Study's their business: Scientists's research wildlife, habitat at Northern PrairieA group of scientists studying wildlife-related topics provides critical ecological information to policymakers worldwide —directly from the internationally-recognized Northern Prairie Wildlife Research Center southeast of Jamestown.
By: By Kari Lucin, The Jamestown Sun, The Jamestown Sun
A group of scientists studying wildlife-related topics provides critical ecological information to policymakers worldwide —directly from the internationally-recognized Northern Prairie Wildlife Research Center southeast of Jamestown.
“The center was founded as a focal point for research on migratory waterfowl, recognizing the importance of the Prairie Pothole region for ducks,” said Mark Sherfy, the center’s deputy director.
Since its 1965 founding, the wildlife center’s research mission has expanded to include topics that impact waterfowl, such as predator management, wetland ecology, invasive species and plants and invertebrates.
“We started thinking about how the entire prairie ecosystem fits together,” Sherfy said. “Our roots in waterfowl ecology led us to a better understanding of how the whole system fits together.”
While the center’s research is often used to inform public policy on ecological issues, its work remains scientific and not regulatory or enforcement-oriented.
“Our role is not to make decisions … but to help decision-makers determine what the outcomes of their decisions might be,” Sherfy said.
For example, rather than advocating a particular policy on Conservation Reserve Program lands, a Northern Prairie scientist might create a model to determine how the removal of land from CRP would affect waterfowl.
Information from that model would be turned over to people who do make policy, so that their decisions can be informed by science and research rather than conjecture.
“Our science is impartial and objective,” said Robert Gleason, the center’s director.
Work carried out by the NPWRC often supports and influences work done by other scientists.
For example, Gleason said, a wetland classification system developed at the center in 1979 has been used to inventory wetlands across the United States.
Often the center partners with other entities, such as universities and state agencies, as well as people in other scientific disciplines.

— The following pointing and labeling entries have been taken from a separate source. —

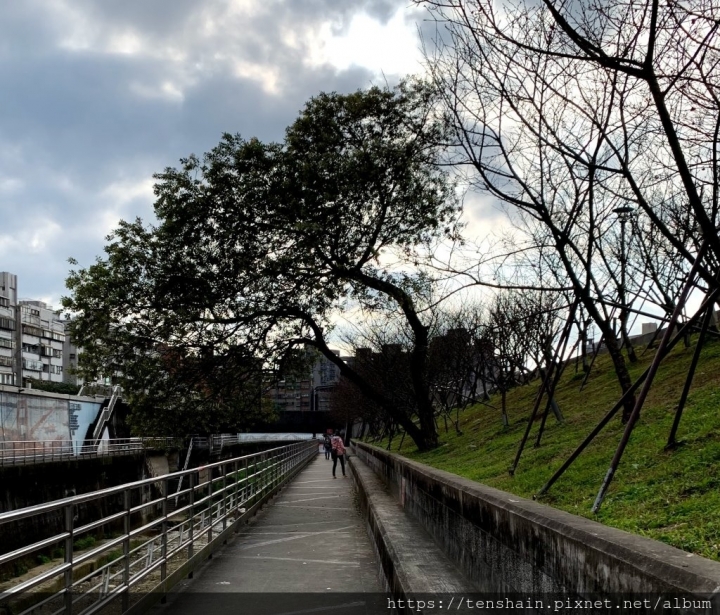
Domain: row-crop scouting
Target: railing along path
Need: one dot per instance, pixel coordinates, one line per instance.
(143, 537)
(25, 452)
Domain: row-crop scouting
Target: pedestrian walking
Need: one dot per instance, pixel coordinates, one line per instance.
(338, 453)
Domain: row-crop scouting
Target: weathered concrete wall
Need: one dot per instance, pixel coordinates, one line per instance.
(24, 486)
(505, 543)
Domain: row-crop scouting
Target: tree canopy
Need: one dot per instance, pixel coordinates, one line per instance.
(258, 245)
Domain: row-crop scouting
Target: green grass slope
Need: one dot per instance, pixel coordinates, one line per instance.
(670, 496)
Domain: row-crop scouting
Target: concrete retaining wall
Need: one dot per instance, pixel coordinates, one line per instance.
(505, 543)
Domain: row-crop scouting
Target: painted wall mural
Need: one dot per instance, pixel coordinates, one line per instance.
(39, 418)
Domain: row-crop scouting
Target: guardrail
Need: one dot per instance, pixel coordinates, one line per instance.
(150, 536)
(26, 452)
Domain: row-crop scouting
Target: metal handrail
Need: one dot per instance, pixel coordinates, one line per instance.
(153, 540)
(26, 452)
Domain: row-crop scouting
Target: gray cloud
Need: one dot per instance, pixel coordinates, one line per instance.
(100, 95)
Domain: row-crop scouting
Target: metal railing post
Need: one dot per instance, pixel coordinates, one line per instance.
(163, 552)
(126, 549)
(192, 518)
(225, 498)
(69, 528)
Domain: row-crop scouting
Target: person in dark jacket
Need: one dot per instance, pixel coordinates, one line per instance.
(338, 453)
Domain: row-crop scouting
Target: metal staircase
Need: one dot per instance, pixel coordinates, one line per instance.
(106, 415)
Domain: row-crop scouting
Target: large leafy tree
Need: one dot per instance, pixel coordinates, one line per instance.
(258, 245)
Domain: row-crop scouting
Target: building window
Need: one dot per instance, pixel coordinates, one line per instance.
(30, 330)
(35, 366)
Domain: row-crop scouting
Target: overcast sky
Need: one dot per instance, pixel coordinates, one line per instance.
(100, 94)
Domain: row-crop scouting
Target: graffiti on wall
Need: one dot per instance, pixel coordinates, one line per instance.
(36, 418)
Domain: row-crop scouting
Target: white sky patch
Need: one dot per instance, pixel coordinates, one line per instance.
(392, 48)
(32, 241)
(167, 90)
(266, 76)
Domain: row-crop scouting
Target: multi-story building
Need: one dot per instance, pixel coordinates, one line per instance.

“Just about everything we do is interdisciplinary,” Gleason said.
A history of research
The Northern Prairie Wildlife Research Center is part of the U.S. Geological Survey, which in turn is managed by the U.S. Department of the Interior.
The federal research center manages approximately 600 acres at its Jamestown facility, used for a wide variety of wildlife and ecology research projects.

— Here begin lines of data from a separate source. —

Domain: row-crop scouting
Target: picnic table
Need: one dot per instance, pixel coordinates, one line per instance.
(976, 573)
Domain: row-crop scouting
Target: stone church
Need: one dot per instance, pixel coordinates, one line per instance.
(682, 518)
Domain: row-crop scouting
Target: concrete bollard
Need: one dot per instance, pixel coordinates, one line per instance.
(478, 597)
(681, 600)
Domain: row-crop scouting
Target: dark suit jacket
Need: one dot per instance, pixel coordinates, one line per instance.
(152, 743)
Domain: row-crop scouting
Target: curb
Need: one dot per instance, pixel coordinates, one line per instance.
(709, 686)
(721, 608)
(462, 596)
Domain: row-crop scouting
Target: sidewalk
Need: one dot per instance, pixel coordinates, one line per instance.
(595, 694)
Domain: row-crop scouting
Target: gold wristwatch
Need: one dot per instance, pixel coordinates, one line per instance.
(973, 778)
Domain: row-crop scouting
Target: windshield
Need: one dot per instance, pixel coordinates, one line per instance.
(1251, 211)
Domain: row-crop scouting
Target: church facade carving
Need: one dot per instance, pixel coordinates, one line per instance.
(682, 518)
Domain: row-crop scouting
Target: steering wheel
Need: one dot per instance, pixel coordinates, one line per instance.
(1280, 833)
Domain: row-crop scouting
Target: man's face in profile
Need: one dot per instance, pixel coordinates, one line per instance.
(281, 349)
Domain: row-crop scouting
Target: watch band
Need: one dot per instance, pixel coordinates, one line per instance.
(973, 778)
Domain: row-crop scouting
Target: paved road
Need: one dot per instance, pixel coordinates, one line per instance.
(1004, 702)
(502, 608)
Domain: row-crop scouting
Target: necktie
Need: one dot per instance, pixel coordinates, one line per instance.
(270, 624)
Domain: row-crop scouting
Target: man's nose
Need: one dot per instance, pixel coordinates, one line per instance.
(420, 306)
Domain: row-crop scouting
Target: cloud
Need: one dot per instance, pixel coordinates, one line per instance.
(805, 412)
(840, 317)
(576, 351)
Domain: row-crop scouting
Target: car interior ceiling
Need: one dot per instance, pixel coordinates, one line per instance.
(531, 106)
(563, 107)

Facilities on the land include two science buildings, a bunkhouse for seasonal employees, two residences for people who maintain the grounds and five storage and shop buildings.
Between 50 and 100 employees work with the center on a seasonal basis every year, in addition to the 47 scientists, researchers and administrative staff who work with the center full time.

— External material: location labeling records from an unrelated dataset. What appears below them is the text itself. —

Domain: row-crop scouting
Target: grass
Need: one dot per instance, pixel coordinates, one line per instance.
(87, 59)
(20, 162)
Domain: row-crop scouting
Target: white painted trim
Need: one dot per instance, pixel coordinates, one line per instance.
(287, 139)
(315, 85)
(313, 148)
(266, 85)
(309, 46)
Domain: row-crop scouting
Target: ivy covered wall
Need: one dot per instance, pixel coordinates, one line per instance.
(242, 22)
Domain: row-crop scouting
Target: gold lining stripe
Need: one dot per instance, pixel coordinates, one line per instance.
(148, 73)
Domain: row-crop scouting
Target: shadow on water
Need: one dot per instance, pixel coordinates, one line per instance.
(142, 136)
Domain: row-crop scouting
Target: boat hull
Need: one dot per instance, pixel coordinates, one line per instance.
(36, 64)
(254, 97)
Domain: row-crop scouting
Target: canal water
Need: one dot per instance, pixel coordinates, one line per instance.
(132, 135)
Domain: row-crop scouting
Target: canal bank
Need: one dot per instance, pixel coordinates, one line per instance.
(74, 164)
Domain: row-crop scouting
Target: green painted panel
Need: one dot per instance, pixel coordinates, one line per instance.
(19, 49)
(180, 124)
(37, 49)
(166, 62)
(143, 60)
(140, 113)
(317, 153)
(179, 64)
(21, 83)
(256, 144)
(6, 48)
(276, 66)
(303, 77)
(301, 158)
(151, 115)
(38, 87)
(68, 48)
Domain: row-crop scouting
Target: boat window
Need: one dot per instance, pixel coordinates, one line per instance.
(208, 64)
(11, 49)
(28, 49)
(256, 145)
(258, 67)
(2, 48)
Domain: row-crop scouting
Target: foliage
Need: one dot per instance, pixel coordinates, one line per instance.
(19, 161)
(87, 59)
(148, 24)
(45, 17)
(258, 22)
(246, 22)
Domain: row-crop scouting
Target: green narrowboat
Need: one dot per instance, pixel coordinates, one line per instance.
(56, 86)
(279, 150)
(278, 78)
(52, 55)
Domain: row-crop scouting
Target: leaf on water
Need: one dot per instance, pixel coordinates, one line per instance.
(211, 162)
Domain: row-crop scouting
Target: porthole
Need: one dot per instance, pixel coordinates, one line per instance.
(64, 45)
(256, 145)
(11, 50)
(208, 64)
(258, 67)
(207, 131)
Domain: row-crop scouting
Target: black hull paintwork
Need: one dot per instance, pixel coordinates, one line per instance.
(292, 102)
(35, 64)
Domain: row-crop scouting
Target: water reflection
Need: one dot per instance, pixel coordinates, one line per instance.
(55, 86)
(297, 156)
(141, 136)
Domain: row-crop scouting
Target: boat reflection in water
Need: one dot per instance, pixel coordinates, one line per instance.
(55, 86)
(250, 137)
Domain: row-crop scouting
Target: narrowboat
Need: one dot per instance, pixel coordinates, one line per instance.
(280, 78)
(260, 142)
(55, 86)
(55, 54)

The seasonal employees — and some of the center’s full-time employees — are distributed over a wide area, from Texas to Canada, because waterfowl migrate. However, everything they do goes back to that same ecosystem and the waterfowl and wildlife that live there, Sherfy said.
About 40 staff members work at the center’s headquarters outside of Jamestown, Sherfy said. About 15 of them are lead scientists responsible for putting together research projects that support the center’s mission.
Each of them works on three to eight projects at a time, coordinating any field work that needs to be done, gathering data and determining the significance of that data.
One of those scientists is Mike Anteau, a research wildlife biologist at the NPWRC in Jamestown.
His team seeks to understand how birds respond to their environment, creating what-if models that help policy-makers weigh actions that could help or hurt birds against the interests of other stakeholders.
The focus of Anteau’s other research is how wetlands respond to climate variation and land use. His group’s current project will track how the amount of wetland drainage in a watershed influences how the remaining wetlands there respond to climate variation.
“(There’s) concern — with a greater degree of drainage, that those larger wetlands become higher and more stable in response to climate,” Anteau said. “If that is the case, wetlands become less productive of waterfowl.”
Some of the center’s studies involve long-term monitoring of wetlands such as the Cottonwood Lake study area west of Jamestown. That location has been watched and studied since 1967, so much so that more than 100 scientific articles have been published about the site.
“It’s one of the most intensively-studied wetlands in the world,” Gleason said.
The center’s studies help scientists put together the whole picture of an ecosystem, Sherfy said.